C'est toujours gênant de la part d'un homme qui se dit "intellectuel" de critiquer de manière aussi vive une décision qu'il n'a visiblement pas lue. Invité de Nicolas Demorand sur France Inter, le déjà controversé philosophe Alain Finkielkraut s'en est pris avec violence à la décision du Conseil constitutionnel qui a censuré le dispositif de riposte graduée prévu par la loi Hadopi. C'était, selon lui, une décision "absolument stupide".

"Voir la France se retourner contre le droit d'auteur au nom de ce droit invraisemblable de chacun à l'expression, et à la consommation – car c'est une expression du Conseil constitutionnel, on a vraiment aucune raison de se réjouir", dit Finkielkraut.

Problème : le mot "consommation" n'apparaît pas une seule fois dans la décision du Conseil constitutionnel. Finkielkraut voit dans la décision du Conseil constitutionnel la marque d'un courant philosophique qui protège le "droit de chacun à tout ce qui lui est utile", et le fait que ce droit "doit pouvoir s'exercer dit-on au nom de la liberté sur Internet", ce qui serait "la muflerie généralisée".

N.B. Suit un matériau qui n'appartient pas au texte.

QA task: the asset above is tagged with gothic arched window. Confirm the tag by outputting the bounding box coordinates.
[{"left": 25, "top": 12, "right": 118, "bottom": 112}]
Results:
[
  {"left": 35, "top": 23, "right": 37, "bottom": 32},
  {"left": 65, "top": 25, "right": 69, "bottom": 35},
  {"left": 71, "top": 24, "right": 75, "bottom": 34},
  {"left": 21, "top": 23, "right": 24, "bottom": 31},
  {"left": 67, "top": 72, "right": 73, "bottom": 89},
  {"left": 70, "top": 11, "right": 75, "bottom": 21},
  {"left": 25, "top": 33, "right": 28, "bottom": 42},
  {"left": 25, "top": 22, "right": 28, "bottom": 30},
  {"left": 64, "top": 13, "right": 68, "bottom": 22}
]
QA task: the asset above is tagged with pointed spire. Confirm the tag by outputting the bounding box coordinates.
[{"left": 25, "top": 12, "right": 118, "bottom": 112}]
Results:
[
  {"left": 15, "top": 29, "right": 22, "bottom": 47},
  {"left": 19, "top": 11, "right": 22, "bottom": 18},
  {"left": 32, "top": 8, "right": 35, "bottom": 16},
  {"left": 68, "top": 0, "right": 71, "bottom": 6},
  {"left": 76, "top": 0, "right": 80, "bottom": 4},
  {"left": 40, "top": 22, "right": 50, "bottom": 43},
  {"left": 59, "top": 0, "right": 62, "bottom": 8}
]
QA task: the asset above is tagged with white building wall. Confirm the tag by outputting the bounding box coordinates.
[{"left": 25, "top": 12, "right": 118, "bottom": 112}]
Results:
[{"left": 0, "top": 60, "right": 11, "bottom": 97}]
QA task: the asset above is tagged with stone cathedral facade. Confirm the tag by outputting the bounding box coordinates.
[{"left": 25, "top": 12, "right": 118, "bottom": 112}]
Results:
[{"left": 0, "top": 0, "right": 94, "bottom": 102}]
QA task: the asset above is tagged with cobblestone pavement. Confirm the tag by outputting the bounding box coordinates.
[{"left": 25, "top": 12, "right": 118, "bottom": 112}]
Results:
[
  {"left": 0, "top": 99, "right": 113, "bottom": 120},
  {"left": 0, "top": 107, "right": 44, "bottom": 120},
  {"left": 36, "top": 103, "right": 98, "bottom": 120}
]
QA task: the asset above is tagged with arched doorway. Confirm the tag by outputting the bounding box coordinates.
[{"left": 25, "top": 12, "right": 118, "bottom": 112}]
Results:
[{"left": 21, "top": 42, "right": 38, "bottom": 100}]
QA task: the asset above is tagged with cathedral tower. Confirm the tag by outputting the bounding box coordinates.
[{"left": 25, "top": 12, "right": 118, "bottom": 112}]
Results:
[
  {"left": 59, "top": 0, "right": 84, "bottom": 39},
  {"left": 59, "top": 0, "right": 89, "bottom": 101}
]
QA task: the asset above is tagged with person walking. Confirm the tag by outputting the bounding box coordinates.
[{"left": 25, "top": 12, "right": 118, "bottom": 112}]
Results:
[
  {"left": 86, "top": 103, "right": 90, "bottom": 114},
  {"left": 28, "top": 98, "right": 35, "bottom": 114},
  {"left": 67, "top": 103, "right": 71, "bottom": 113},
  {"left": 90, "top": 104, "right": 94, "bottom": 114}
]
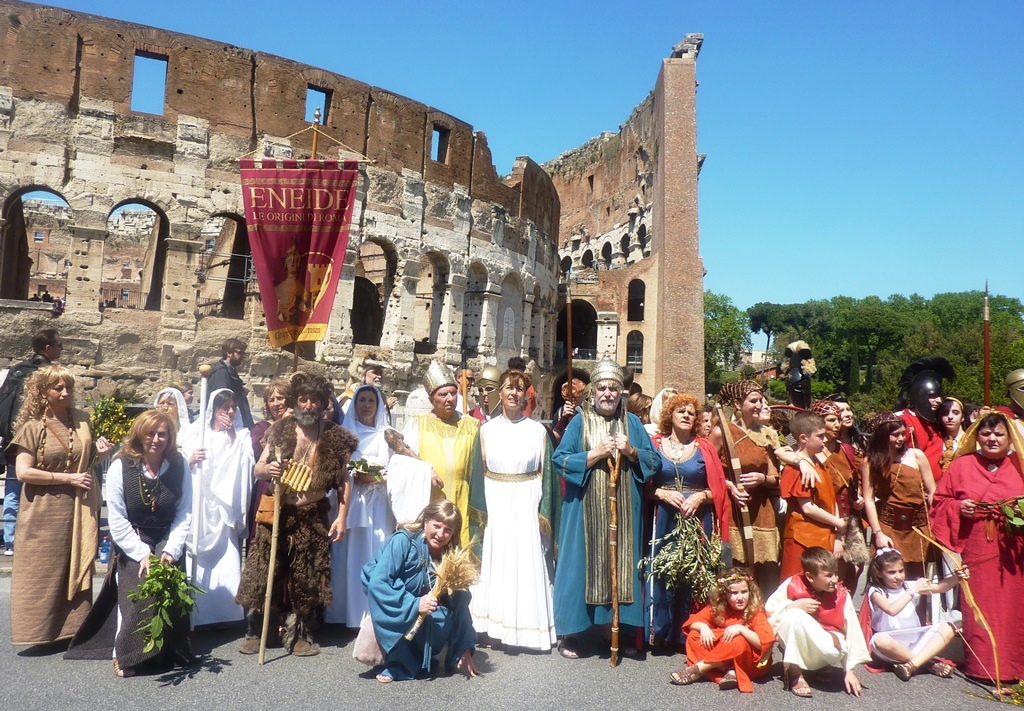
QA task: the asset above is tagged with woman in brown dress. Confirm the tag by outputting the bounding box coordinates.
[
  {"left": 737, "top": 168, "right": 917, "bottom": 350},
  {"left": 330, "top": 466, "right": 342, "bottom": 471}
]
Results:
[
  {"left": 860, "top": 412, "right": 935, "bottom": 579},
  {"left": 7, "top": 365, "right": 113, "bottom": 645},
  {"left": 711, "top": 380, "right": 781, "bottom": 590}
]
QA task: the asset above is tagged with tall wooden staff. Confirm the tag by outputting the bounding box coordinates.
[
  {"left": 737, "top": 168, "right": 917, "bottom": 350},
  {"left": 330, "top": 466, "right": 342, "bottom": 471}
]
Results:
[
  {"left": 982, "top": 279, "right": 991, "bottom": 408},
  {"left": 188, "top": 366, "right": 213, "bottom": 620},
  {"left": 715, "top": 404, "right": 754, "bottom": 568},
  {"left": 606, "top": 417, "right": 623, "bottom": 667},
  {"left": 565, "top": 276, "right": 575, "bottom": 405},
  {"left": 259, "top": 107, "right": 321, "bottom": 665}
]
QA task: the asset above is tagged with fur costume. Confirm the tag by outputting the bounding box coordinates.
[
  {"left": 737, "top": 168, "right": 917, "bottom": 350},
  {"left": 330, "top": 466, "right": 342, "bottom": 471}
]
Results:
[
  {"left": 234, "top": 416, "right": 358, "bottom": 616},
  {"left": 264, "top": 415, "right": 359, "bottom": 492}
]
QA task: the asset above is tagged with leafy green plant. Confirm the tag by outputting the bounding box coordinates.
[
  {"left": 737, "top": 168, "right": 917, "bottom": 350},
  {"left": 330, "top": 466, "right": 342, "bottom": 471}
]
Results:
[
  {"left": 89, "top": 392, "right": 135, "bottom": 445},
  {"left": 128, "top": 555, "right": 206, "bottom": 653},
  {"left": 639, "top": 515, "right": 722, "bottom": 604}
]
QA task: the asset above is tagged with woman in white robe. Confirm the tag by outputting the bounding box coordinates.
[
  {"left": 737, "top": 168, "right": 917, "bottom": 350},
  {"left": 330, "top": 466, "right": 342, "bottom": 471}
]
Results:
[
  {"left": 182, "top": 388, "right": 255, "bottom": 626},
  {"left": 324, "top": 385, "right": 395, "bottom": 627},
  {"left": 469, "top": 371, "right": 561, "bottom": 651}
]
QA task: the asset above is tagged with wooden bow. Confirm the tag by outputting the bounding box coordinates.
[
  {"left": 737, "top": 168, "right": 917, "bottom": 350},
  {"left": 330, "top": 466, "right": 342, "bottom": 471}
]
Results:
[{"left": 912, "top": 526, "right": 1002, "bottom": 701}]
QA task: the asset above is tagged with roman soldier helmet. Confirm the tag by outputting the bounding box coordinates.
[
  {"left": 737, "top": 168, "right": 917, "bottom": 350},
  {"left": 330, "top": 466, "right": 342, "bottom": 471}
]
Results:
[
  {"left": 779, "top": 341, "right": 817, "bottom": 410},
  {"left": 896, "top": 356, "right": 956, "bottom": 422},
  {"left": 1007, "top": 368, "right": 1024, "bottom": 412},
  {"left": 476, "top": 366, "right": 502, "bottom": 414}
]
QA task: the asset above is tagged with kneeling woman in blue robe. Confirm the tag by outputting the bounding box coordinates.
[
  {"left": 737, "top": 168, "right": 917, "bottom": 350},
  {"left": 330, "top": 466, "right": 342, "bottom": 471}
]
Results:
[{"left": 362, "top": 499, "right": 479, "bottom": 682}]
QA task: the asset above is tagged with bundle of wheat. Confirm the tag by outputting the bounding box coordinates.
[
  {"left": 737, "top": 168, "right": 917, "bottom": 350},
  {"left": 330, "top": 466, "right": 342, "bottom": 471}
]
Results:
[{"left": 406, "top": 538, "right": 480, "bottom": 641}]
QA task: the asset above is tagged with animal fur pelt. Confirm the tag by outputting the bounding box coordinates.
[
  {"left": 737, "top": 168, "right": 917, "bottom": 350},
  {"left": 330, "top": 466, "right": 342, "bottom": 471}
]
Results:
[
  {"left": 843, "top": 514, "right": 871, "bottom": 566},
  {"left": 266, "top": 415, "right": 359, "bottom": 492},
  {"left": 234, "top": 502, "right": 331, "bottom": 615},
  {"left": 779, "top": 341, "right": 818, "bottom": 375}
]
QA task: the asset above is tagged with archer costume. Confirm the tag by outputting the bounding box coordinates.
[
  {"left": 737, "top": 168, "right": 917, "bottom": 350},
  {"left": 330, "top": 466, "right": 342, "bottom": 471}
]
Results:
[
  {"left": 896, "top": 410, "right": 946, "bottom": 485},
  {"left": 729, "top": 422, "right": 780, "bottom": 566},
  {"left": 552, "top": 403, "right": 659, "bottom": 634},
  {"left": 932, "top": 450, "right": 1024, "bottom": 680},
  {"left": 683, "top": 605, "right": 775, "bottom": 693},
  {"left": 779, "top": 462, "right": 836, "bottom": 580},
  {"left": 234, "top": 415, "right": 359, "bottom": 652},
  {"left": 871, "top": 462, "right": 932, "bottom": 564},
  {"left": 469, "top": 415, "right": 561, "bottom": 651},
  {"left": 362, "top": 531, "right": 476, "bottom": 680},
  {"left": 401, "top": 409, "right": 480, "bottom": 546},
  {"left": 765, "top": 573, "right": 871, "bottom": 671}
]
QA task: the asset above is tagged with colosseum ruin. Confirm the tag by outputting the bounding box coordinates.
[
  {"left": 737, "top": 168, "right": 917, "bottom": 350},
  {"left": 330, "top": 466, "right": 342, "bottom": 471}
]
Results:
[{"left": 0, "top": 0, "right": 702, "bottom": 420}]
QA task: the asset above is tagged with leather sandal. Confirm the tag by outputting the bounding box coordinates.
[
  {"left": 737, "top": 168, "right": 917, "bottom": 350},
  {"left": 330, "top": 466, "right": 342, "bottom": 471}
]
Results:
[
  {"left": 893, "top": 662, "right": 918, "bottom": 681},
  {"left": 790, "top": 674, "right": 814, "bottom": 699},
  {"left": 669, "top": 664, "right": 703, "bottom": 686}
]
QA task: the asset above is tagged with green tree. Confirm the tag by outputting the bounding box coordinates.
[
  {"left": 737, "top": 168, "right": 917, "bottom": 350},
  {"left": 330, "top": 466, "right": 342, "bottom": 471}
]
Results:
[{"left": 705, "top": 291, "right": 751, "bottom": 382}]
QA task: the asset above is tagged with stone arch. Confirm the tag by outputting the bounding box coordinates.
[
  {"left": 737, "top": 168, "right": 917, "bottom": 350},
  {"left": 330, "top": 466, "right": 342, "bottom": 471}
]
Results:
[
  {"left": 626, "top": 330, "right": 643, "bottom": 375},
  {"left": 107, "top": 198, "right": 170, "bottom": 311},
  {"left": 495, "top": 271, "right": 526, "bottom": 364},
  {"left": 196, "top": 212, "right": 256, "bottom": 319},
  {"left": 0, "top": 184, "right": 72, "bottom": 300},
  {"left": 555, "top": 299, "right": 597, "bottom": 361},
  {"left": 351, "top": 237, "right": 398, "bottom": 345},
  {"left": 462, "top": 261, "right": 489, "bottom": 351},
  {"left": 626, "top": 279, "right": 647, "bottom": 321},
  {"left": 414, "top": 251, "right": 450, "bottom": 353}
]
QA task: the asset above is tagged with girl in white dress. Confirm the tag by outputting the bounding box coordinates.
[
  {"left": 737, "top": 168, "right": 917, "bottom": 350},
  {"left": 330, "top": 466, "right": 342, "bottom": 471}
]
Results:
[
  {"left": 469, "top": 370, "right": 560, "bottom": 651},
  {"left": 867, "top": 548, "right": 970, "bottom": 681},
  {"left": 181, "top": 387, "right": 255, "bottom": 627}
]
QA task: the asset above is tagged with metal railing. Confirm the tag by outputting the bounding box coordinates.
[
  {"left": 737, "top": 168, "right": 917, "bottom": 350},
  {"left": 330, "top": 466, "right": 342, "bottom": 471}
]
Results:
[{"left": 99, "top": 288, "right": 148, "bottom": 308}]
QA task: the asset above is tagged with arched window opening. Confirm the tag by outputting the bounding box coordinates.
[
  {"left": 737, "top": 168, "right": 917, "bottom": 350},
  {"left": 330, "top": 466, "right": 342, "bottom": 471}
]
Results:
[
  {"left": 99, "top": 200, "right": 164, "bottom": 311},
  {"left": 351, "top": 240, "right": 398, "bottom": 345},
  {"left": 413, "top": 252, "right": 449, "bottom": 354},
  {"left": 626, "top": 331, "right": 643, "bottom": 373},
  {"left": 626, "top": 279, "right": 647, "bottom": 321},
  {"left": 0, "top": 186, "right": 72, "bottom": 302},
  {"left": 196, "top": 215, "right": 251, "bottom": 319},
  {"left": 462, "top": 261, "right": 487, "bottom": 353},
  {"left": 555, "top": 299, "right": 597, "bottom": 362}
]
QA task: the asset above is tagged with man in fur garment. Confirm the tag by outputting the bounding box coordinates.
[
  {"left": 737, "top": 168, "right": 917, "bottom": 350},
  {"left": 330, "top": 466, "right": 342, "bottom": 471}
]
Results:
[{"left": 234, "top": 373, "right": 359, "bottom": 657}]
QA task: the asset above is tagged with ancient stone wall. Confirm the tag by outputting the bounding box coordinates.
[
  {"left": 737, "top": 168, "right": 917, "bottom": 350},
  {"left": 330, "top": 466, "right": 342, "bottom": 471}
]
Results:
[
  {"left": 544, "top": 35, "right": 703, "bottom": 401},
  {"left": 0, "top": 0, "right": 559, "bottom": 420}
]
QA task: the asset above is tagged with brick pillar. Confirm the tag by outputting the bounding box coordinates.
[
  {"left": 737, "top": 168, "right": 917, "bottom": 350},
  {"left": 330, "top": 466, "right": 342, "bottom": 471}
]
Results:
[{"left": 647, "top": 35, "right": 705, "bottom": 392}]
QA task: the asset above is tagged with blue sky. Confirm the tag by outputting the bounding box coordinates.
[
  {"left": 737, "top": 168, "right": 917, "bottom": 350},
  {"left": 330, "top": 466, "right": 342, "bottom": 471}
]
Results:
[{"left": 41, "top": 0, "right": 1024, "bottom": 308}]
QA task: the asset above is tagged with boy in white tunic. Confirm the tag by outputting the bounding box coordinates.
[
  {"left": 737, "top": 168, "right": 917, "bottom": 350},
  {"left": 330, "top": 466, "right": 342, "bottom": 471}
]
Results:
[{"left": 765, "top": 546, "right": 870, "bottom": 698}]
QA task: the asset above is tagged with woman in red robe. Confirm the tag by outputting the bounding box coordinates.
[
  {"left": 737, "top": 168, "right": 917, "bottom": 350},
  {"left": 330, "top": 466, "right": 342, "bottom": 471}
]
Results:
[{"left": 931, "top": 412, "right": 1024, "bottom": 681}]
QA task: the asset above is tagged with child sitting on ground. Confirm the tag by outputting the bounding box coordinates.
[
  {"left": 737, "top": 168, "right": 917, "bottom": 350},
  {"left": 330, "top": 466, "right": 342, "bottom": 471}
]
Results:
[
  {"left": 765, "top": 546, "right": 871, "bottom": 698},
  {"left": 669, "top": 567, "right": 775, "bottom": 692},
  {"left": 779, "top": 411, "right": 846, "bottom": 580},
  {"left": 867, "top": 548, "right": 971, "bottom": 681}
]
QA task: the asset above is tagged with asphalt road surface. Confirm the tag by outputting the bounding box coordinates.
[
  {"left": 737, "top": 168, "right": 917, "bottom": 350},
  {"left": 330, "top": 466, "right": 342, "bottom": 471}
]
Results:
[{"left": 0, "top": 577, "right": 993, "bottom": 711}]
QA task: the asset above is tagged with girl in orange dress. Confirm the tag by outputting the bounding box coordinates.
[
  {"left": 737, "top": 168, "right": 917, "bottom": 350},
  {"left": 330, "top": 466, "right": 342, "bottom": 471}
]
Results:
[{"left": 669, "top": 567, "right": 775, "bottom": 693}]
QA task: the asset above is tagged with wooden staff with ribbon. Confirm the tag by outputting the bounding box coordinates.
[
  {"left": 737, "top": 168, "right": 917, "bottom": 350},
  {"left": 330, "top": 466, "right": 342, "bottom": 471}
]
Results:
[
  {"left": 715, "top": 404, "right": 754, "bottom": 569},
  {"left": 912, "top": 526, "right": 1002, "bottom": 701},
  {"left": 606, "top": 417, "right": 623, "bottom": 667}
]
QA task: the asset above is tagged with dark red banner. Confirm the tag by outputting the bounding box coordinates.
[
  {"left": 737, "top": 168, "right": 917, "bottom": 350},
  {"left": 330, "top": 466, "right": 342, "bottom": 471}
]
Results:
[{"left": 240, "top": 158, "right": 359, "bottom": 347}]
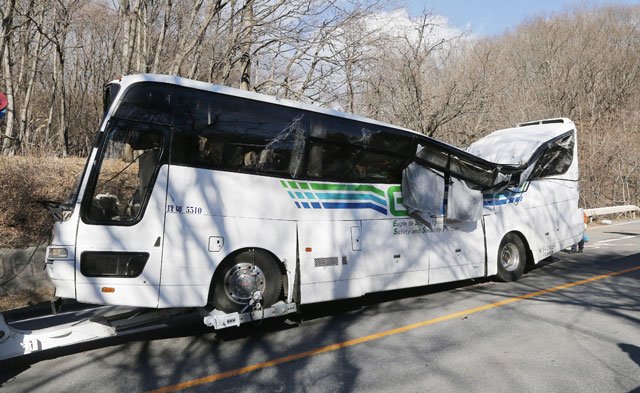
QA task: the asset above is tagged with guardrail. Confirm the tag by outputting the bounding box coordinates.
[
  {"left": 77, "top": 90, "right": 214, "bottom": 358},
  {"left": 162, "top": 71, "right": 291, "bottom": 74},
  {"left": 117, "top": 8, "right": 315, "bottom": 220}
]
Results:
[{"left": 584, "top": 205, "right": 640, "bottom": 221}]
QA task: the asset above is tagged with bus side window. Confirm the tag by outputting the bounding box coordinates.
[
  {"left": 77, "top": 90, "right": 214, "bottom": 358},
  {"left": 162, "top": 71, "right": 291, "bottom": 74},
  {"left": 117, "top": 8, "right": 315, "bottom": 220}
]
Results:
[{"left": 307, "top": 116, "right": 416, "bottom": 183}]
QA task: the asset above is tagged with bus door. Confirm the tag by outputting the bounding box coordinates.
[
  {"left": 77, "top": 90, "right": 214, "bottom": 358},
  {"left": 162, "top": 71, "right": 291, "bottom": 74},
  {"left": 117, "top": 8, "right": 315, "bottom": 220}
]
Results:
[{"left": 75, "top": 120, "right": 168, "bottom": 307}]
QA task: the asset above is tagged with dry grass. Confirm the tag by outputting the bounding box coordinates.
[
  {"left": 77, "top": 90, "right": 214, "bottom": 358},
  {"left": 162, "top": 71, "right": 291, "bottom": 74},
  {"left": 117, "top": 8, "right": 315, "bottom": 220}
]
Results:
[
  {"left": 0, "top": 289, "right": 53, "bottom": 312},
  {"left": 0, "top": 157, "right": 86, "bottom": 248}
]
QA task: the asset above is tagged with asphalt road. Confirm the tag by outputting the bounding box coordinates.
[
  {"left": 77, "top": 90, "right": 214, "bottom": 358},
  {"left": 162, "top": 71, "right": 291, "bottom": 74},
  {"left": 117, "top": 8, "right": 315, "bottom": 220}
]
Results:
[{"left": 0, "top": 222, "right": 640, "bottom": 393}]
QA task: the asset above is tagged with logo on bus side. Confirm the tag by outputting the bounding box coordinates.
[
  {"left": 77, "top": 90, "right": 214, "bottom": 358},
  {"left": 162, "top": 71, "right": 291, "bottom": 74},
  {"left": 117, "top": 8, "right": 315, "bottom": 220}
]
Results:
[{"left": 280, "top": 180, "right": 408, "bottom": 217}]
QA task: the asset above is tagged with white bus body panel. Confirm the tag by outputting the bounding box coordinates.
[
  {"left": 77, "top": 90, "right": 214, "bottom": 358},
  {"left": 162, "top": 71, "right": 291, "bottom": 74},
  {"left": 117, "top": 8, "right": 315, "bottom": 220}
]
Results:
[
  {"left": 160, "top": 166, "right": 296, "bottom": 307},
  {"left": 75, "top": 165, "right": 169, "bottom": 307}
]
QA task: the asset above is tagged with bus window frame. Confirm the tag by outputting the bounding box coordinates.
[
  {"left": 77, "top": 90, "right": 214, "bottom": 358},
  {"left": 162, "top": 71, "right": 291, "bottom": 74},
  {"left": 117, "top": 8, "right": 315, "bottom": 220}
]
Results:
[{"left": 80, "top": 117, "right": 171, "bottom": 227}]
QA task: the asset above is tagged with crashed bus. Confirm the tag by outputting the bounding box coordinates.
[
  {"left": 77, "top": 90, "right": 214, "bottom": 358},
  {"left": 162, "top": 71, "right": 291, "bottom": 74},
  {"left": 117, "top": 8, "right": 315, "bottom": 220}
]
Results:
[{"left": 36, "top": 74, "right": 583, "bottom": 327}]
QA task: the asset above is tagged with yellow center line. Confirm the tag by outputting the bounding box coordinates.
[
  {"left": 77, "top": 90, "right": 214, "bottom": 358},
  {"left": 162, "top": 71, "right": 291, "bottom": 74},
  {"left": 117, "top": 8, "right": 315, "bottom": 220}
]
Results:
[{"left": 150, "top": 266, "right": 640, "bottom": 393}]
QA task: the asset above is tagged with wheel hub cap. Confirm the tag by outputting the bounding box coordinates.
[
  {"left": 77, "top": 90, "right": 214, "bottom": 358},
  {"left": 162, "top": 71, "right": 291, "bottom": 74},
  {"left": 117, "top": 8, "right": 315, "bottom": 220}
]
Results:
[
  {"left": 500, "top": 243, "right": 520, "bottom": 272},
  {"left": 224, "top": 263, "right": 265, "bottom": 304}
]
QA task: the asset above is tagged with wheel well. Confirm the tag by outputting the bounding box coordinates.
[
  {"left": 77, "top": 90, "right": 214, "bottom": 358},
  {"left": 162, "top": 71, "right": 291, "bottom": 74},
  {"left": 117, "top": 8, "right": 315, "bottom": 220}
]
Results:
[
  {"left": 502, "top": 231, "right": 534, "bottom": 268},
  {"left": 208, "top": 247, "right": 288, "bottom": 301}
]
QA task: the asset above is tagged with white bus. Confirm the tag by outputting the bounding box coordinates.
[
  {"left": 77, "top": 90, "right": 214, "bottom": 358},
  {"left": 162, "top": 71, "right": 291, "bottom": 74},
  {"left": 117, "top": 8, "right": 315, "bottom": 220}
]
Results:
[{"left": 46, "top": 74, "right": 583, "bottom": 313}]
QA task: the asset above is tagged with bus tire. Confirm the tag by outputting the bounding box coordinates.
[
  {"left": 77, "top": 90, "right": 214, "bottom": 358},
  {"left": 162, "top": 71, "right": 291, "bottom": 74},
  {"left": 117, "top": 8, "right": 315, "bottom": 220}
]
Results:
[
  {"left": 209, "top": 249, "right": 282, "bottom": 313},
  {"left": 496, "top": 232, "right": 527, "bottom": 282}
]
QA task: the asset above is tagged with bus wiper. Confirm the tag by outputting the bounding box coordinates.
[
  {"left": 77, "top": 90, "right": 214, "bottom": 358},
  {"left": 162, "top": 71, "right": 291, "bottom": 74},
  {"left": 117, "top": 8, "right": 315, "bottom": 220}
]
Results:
[{"left": 34, "top": 200, "right": 71, "bottom": 221}]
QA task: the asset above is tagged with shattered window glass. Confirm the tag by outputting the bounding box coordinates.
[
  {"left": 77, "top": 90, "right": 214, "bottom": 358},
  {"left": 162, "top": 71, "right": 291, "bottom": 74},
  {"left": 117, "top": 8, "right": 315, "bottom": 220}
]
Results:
[
  {"left": 166, "top": 90, "right": 306, "bottom": 178},
  {"left": 307, "top": 115, "right": 416, "bottom": 183},
  {"left": 531, "top": 133, "right": 575, "bottom": 179}
]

"En France, les Droits de l'Homme ne sont pas du côté de la limite, mais de l'illimitation. Au nom des Droits de l'Homme, on affirme le caractère illimité de tous les désirs. (…) C'est le refus de la loi Hadopi, c'est-à-dire "je peux vouloir télécharger comme je le souhaite, pour satisfaire ma demande illimitée de culture"", affirme le grand penseur.

Mais si Finkielkraut avait lu la décision des sages dont il dit qu'elle est "absolument stupide", il aurait vu que le Conseil constitutionnel n'encourage absolument pas le partage des œuvres sur Internet, et qu'il dit même qu'il est nécessaire de lutter contre. Les sages ont considéré qu'Internet était une composante de "la liberté d'expression et de communication" (et non pas de "consommation"), et donc que seul le juge pouvait y porter atteinte. Ils ont aussi jugé que nul ne pouvait être présumé coupable et qu'il fallait donc protéger la présomption d'innocence, en exigeant que la preuve du délit soit apportée. Ce qui ne nous semble pas une particulière "muflerie" ou une décision "absolument stupide".

Mais Finkiekraut n'en est pas à un coup d'essai. Lui qui dit volontiers qu'il n'a pas Internet s'en était par exemple pris à une émission d'Arrêt sur Images qu'il n'avait pas regardé. C'est dire la rigueur intellectuelle de cet homme-là.